Gruppi internazionali si sono uniti alle pressioni sul governo, ad esempio un corpo di esperti delle Nazioni Unite ha diffuso una dichiarazione [21], il 7 ottobre, per chiedere alle autorità egiziane di allentare le restrizioni di partecipazione di attivisti ed impiegati delle ONG locali in vista del vertice. La dichiarazione evidenzia come le repressioni governative abbiano raffreddato gli sforzi della società civile e fatto desistere molti dall’impegnarsi nella COP27:

Arrests and detention, NGO asset freezes and dissolutions and travel restrictions against human rights defenders have created a climate of fear for Egyptian civil society organisations to engage visibly at the COP27.

Arresti e detenzioni, congelamenti e dissoluzioni dei beni delle ONG, restrizioni a viaggi e spostamenti per i difensori dei diritti umani, messi in atto dal governo al fine di risultare visibilmente impegnato nella COP27, hanno creato un clima di paura nelle organizzazioni della società civile egiziana.

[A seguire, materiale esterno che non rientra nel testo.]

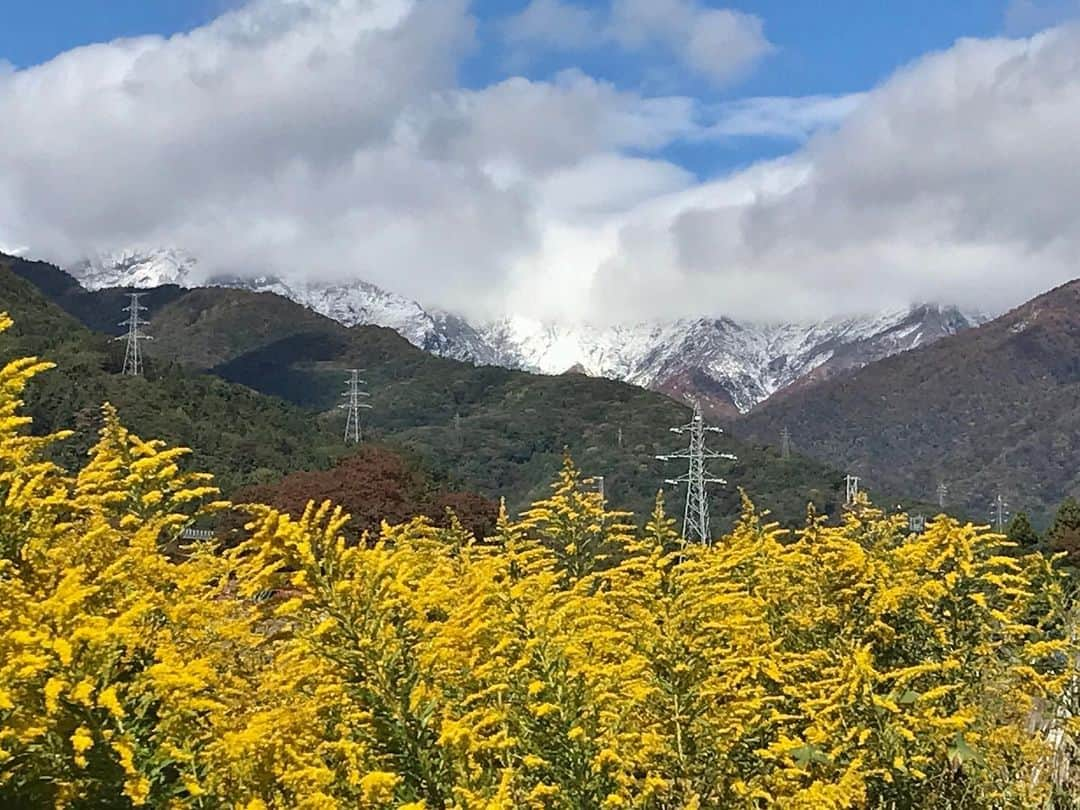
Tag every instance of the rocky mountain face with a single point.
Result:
(730, 365)
(988, 410)
(482, 429)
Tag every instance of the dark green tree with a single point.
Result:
(1064, 534)
(1023, 534)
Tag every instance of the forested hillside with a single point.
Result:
(995, 408)
(241, 435)
(485, 429)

Nella dichiarazione, hanno inoltre espresso preoccupazione sul fatto che il governo egiziano potrebbe sabotare gli impiegati delle ONG locali ed internazionali: non divulgando le informazioni sulla partecipazione e i criteri di accesso, alzando i prezzi degli hotel, ponendo restrizioni alle proteste ed assemblee al di fuori della sede COP27 oppure ritardando i permessi di soggiorno per gli attivisti in arrivo dall’estero.

Oltre una dozzina di premi Nobel internazionali si sono uniti all’appello diffondendo una dichiarazione pubblica propria [22].

Al momento, il governo egiziano non sembra muoversi minimamente per accogliere le richieste.

Brusio internazionale

Molti attivisti ambientali e politici internazionali sono in difficoltà nel soppesare gli abusi sui diritti umani portati avanti dall’Egitto, ritenendo più urgente il raggiungimento degli obiettivi climatici durante il vertice.

Durante un’intervista al The Guardian [23], Richard Pearshouse, direttore ambientale dello Human Rights Watch, ha messo in guardia dal sottovalutare gli abusi dell’Egitto sui diritti umani in favore delle azioni ambientali.

“Sarebbe un errore madornale se i diplomatici che partecipano alla COP27 pensassero di dover andare sul leggero per quanto riguarda i diritti umani, per progredire nel discorso sulle tematiche ambientali. Non potremo raggiungere le azioni climatiche necessarie senza le pressioni della società civile, questo ci mostra la situazione in Egitto.”

Numerosi gruppi ambientalisti sono stati oggetto di critica per la loro tacita posizione sugli abusi egiziani – in particolare Greenpeace International. Stando alla segnalazione da parte del Guardian [24], Greenpeace ed altre organizzazioni ambientali presenti alla COP27 si sono opposte alla proposta degli attivisti egiziani per i diritti umani che chiedeva il rilascio dei prigionieri politici.

D’altra parte, alcuni attivisti ambientali tra cui Greta Thumberg [25] hanno deciso di evitare la COP27, definendola come un modo che ha la gente di potere di “catturare l’attenzione, utilizzando varie forme di greenwashing.”

Osservatori ed utenti social non sono rimasti in silenzio sul tema, notando la presenza di alcune delle più autorevoli personalità politiche all’evento di quest’anno della COP27.

Con la COP27 pronta ad iniziare nel giro di pochi giorni, non è ancora chiaro il modo in cui politici, attivisti e partecipanti potranno districarsi nel complicato panorama politico creato dal Paese che li ospita.